Доктора, говорят, все объясняют. Объясни ты мне мои чувства к Эдмону. Моя преданность ему должна походить на любовь матери. Сколько помню, мать так любила меня. Разумеется, это оттого, что я сильнее его, хоть и женщина, и ему нужны мои попечения. Его болезнь возбуждает во мне странные чувства. В его выздоровлении наше счастье, и я молю Бога только, чтоб он выздоровел; делаю для этого все, что могу. А когда целый день не заметно в нем вовсе слабости, когда настает для него временное облегчение и со всеми признаками полного выздоровления – поверишь ли? – мне нехорошо. Кажется, я бы лучше хотела видеть его больным; он бы лучше принадлежал мне… Сколько эгоизма-то в любви самой искренней!

Ты скажешь, что не следует так любить? А не так ли и ты любил мою мать?»

Елена не могла поверить отцу все свои чувства. Инстинктом молодой женщины она понимала оттенки двух различных привязанностей. Она написала то, что могла написать отцу.

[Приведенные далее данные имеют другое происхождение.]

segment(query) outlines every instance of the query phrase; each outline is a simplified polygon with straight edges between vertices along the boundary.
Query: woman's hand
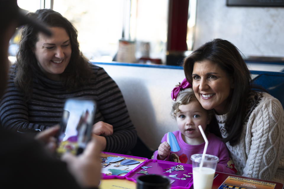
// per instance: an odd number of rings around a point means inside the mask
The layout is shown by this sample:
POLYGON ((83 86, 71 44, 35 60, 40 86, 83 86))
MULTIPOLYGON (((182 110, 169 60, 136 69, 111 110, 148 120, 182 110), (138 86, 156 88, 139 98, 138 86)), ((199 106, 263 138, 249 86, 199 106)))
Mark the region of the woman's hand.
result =
POLYGON ((158 149, 158 155, 157 159, 160 160, 164 159, 167 156, 170 155, 171 152, 170 149, 170 146, 166 141, 160 144, 158 149))
POLYGON ((93 133, 105 136, 111 135, 113 133, 112 126, 103 121, 99 121, 93 126, 93 133))
POLYGON ((43 142, 46 148, 52 153, 54 153, 57 147, 56 139, 54 136, 58 132, 59 128, 58 125, 50 127, 37 134, 35 139, 43 142))
POLYGON ((93 139, 83 153, 78 156, 67 153, 62 160, 67 164, 70 172, 82 187, 97 187, 101 178, 99 144, 93 139))

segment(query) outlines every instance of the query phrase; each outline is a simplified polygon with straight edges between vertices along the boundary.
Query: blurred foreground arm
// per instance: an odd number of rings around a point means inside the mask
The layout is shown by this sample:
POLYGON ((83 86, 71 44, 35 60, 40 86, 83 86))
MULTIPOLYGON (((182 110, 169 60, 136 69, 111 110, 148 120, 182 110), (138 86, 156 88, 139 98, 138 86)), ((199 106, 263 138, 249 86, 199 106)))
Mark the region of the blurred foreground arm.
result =
POLYGON ((78 156, 66 153, 62 160, 66 162, 70 172, 83 187, 96 187, 101 179, 101 164, 99 144, 93 139, 84 152, 78 156))

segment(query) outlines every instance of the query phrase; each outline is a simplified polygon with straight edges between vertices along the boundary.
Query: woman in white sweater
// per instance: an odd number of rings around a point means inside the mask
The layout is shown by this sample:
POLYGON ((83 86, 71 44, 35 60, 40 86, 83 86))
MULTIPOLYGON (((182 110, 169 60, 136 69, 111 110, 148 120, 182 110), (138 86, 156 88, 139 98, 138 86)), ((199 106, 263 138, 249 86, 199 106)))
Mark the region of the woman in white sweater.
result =
POLYGON ((193 51, 183 66, 202 106, 214 110, 215 132, 226 142, 237 174, 284 182, 283 107, 269 94, 252 89, 238 49, 215 39, 193 51))

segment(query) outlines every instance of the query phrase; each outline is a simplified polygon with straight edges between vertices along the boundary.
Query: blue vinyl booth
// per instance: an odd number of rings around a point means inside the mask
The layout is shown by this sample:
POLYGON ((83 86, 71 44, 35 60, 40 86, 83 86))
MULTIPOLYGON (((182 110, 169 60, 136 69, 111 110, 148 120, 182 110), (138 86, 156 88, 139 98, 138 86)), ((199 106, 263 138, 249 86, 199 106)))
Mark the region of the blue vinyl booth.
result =
POLYGON ((253 83, 263 87, 279 100, 284 108, 284 72, 251 71, 251 73, 256 75, 253 83))
MULTIPOLYGON (((185 78, 182 67, 121 63, 93 63, 104 68, 118 85, 138 139, 133 155, 151 158, 166 133, 177 130, 170 115, 172 89, 185 78)), ((284 66, 283 66, 284 67, 284 66)), ((282 68, 281 68, 282 69, 282 68)), ((284 72, 251 71, 262 86, 284 107, 284 72)))

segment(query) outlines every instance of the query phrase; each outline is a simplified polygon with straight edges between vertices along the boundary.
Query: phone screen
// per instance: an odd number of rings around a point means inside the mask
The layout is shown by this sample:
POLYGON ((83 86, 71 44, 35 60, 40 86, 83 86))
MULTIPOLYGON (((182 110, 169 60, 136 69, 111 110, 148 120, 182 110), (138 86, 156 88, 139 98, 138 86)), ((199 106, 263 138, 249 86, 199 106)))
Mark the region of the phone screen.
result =
POLYGON ((81 153, 91 137, 96 102, 91 100, 71 98, 65 102, 58 137, 58 154, 67 151, 81 153))

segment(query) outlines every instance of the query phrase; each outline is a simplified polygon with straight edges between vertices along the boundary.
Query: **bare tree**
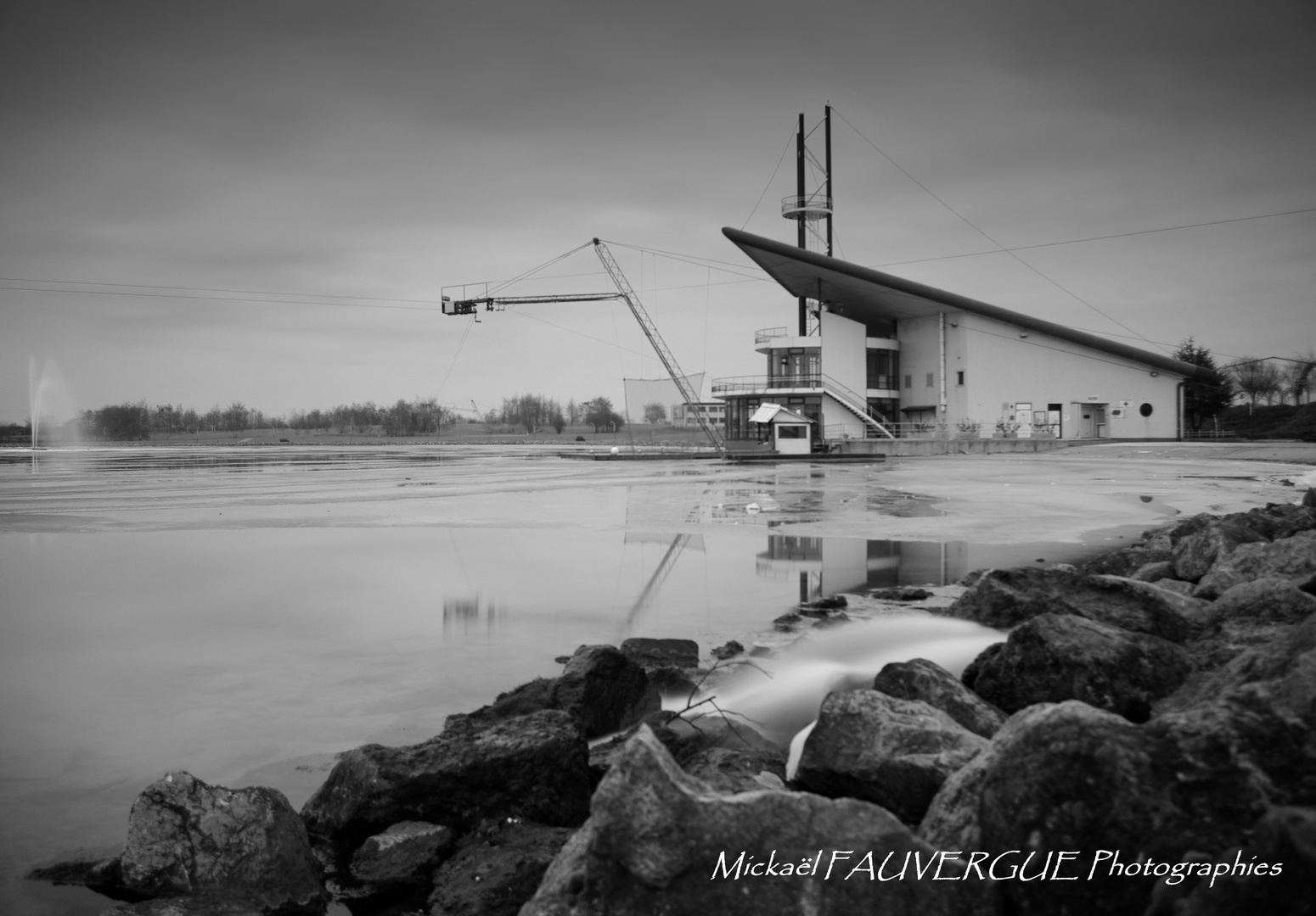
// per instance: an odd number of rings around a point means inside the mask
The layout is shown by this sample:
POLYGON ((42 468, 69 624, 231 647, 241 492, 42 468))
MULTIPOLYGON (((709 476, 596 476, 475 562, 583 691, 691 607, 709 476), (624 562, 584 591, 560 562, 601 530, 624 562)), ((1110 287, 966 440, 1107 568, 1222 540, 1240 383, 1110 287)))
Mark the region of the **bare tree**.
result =
POLYGON ((1244 356, 1232 363, 1228 369, 1238 390, 1248 398, 1249 415, 1257 406, 1257 398, 1266 398, 1266 402, 1270 403, 1270 400, 1280 392, 1279 369, 1265 359, 1244 356))
POLYGON ((1308 347, 1305 354, 1294 354, 1294 359, 1284 364, 1283 369, 1284 394, 1291 394, 1294 405, 1311 403, 1312 389, 1316 388, 1316 350, 1308 347))

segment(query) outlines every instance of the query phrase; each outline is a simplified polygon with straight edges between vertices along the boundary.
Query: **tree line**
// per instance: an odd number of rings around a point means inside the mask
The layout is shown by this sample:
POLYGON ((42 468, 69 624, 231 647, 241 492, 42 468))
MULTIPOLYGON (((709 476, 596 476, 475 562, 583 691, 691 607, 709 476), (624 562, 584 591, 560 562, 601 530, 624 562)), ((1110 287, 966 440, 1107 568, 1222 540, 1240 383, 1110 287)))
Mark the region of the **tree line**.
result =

Но мы безбоязненно можем заглянуть в это юное сердце, полное страсти и поэзии, и отделить в нем страстную любовь жены от доверчивой преданности сестры и внимательной привязанности матери. Предмет, заслуживающий изучения: сердце молодой, полной силы и красоты женщины, шаг за шагом следующей за любимым человеком, наивно сознающейся в эгоистической стороне любви своей и говорящей себе: «В этом человеке все мое счастье; с его смертью умрут моя красота, молодость, сила, верования и любовь. Сердце мое переполнилось любовью, я не могла одна переносить его тяжести. Этот человек – сосуд, в который я положила свое сердце. Лопнет сосуд – сердце упадет и смешается с грязью».

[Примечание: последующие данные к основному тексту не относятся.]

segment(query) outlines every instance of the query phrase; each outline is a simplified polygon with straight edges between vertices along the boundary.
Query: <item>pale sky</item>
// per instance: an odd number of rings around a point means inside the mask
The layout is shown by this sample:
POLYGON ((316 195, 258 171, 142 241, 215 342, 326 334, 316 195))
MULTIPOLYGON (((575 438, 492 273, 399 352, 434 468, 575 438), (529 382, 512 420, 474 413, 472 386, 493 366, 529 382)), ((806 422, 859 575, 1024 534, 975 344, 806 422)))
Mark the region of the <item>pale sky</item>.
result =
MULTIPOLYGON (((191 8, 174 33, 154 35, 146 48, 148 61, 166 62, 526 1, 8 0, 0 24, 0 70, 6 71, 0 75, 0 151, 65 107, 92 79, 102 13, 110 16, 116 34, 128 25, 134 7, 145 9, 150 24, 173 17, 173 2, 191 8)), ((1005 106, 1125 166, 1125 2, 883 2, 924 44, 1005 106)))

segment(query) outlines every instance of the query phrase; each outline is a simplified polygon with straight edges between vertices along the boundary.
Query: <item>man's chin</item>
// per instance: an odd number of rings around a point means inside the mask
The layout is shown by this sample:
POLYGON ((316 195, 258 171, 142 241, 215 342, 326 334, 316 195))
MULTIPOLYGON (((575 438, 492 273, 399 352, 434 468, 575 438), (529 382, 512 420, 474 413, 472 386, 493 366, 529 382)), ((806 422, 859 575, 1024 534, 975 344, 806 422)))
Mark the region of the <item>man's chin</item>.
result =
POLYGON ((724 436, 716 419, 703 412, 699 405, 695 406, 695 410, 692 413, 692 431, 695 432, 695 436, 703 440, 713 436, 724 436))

Иногда Елена думала: «Какая жизнь предстоит мне без Эдмона? Продолжать смотреть на дома и деревья, жить одною внешнею жизнью, между небом, отвергшим мои моления, и землею, поглотившею мое сокровище, осязать и не чувствовать, смотреть и не видеть, слушать и не понимать – вот она, жизнь, не просветленная любовью. Другого полюбить? – невозможно. Сердце не вмещает двух одинаковых привязанностей и, выпуская первую, – разрывается. Зачем же тогда жить? Мы любим друг друга; как же допустить мысль, что его не будет, а я буду?